Now that Evan has recovered from his implant surgery, he must learn how to live his life in a world full of sound. Clarissa said Evan's brain must start from scratch processing all the sounds and determining what they mean.

“Evan's hearing age began Sept. 3 when the implants were turned on,” Clarissa said. “That part of his brain is just starting to develop.

“He's just now learning that when we move our lips, sounds come out.”
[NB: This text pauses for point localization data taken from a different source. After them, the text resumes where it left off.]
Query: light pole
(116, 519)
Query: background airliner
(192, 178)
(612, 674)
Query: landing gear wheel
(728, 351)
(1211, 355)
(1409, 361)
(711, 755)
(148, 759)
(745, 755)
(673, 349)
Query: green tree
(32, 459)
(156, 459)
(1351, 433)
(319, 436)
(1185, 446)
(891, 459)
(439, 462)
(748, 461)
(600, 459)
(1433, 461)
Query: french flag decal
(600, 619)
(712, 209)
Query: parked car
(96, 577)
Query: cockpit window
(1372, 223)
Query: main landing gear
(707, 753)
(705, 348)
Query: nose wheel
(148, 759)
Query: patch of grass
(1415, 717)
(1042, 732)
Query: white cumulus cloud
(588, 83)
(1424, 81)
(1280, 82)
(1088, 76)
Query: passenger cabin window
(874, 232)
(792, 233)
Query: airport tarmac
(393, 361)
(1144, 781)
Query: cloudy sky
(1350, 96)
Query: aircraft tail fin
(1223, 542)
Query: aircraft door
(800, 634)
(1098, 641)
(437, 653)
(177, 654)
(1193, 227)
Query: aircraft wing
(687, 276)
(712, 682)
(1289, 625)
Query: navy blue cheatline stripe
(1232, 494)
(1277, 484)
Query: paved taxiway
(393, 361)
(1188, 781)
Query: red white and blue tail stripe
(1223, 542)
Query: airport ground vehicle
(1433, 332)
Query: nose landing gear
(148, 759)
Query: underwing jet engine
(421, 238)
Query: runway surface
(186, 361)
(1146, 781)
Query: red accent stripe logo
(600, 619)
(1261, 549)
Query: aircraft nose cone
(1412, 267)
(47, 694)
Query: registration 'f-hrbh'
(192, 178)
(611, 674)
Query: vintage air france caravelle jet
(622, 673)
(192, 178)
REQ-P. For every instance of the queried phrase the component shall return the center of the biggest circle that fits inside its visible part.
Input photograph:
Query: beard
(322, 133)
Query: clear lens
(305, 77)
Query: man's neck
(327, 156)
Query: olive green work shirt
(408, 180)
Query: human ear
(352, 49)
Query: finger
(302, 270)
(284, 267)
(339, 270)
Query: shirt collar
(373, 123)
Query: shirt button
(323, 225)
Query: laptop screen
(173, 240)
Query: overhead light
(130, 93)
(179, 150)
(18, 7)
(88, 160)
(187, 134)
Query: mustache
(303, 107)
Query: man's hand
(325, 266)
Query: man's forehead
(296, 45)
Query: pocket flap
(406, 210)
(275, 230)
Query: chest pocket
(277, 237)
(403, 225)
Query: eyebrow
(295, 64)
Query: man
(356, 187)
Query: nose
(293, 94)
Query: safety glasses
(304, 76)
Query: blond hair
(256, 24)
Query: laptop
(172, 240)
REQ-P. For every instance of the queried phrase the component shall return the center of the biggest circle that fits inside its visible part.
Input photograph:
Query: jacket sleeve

He also must learn how to live with each implant itself. Evan must wear two rounds coils on his head, which magnetically attach to the coils in his cochlea. The coils are attached to both external processors by a thin wire. The processors are worn behind the ear, but since Evan's ears are too small, each processor is in a small pouch affixed to his clothing.

Rich said it is amazing how much Evan makes himself heard now that he has the implants.

“That is the biggest thing I've noticed,” Rich said. “He's quiet when (the implants) are off, but the minute we put them on, he hums and makes all kinds of noise.”

It has been a challenging journey for the Welsh family. Rich and Clarissa said they are lucky to have help from friends and family, including their two daughters Alayna, 6, and Valarie, 4.

“Alayna is a mother hen, and both do basic signs with him,” Clarissa said. “They don't see him any different because they don't know him any different.

“Their interaction with him will help just as much as any of his teachers will.”

The Welshes continue to have a teacher for the hearing impaired come to their home and work with Evan. Clarissa and Rich also do speech therapy activities with Evan. Evan still makes monthly visits to his doctor in Iowa City, where he is now participating in a research study.

Rich said Evan is doing awesome in developing his hearing capabilities and comprehension. He is right on target for development in other areas as well. Clarissa said it is a goal to have Evan caught up to his peers in every area, including hearing and speech, before he starts school.

In the meantime, the Welsh family will continue to take Evan's journey day-by-day.

“I'm sure he will continue to amaze us,” Clarissa said. “We're so excited to see where we go from here.”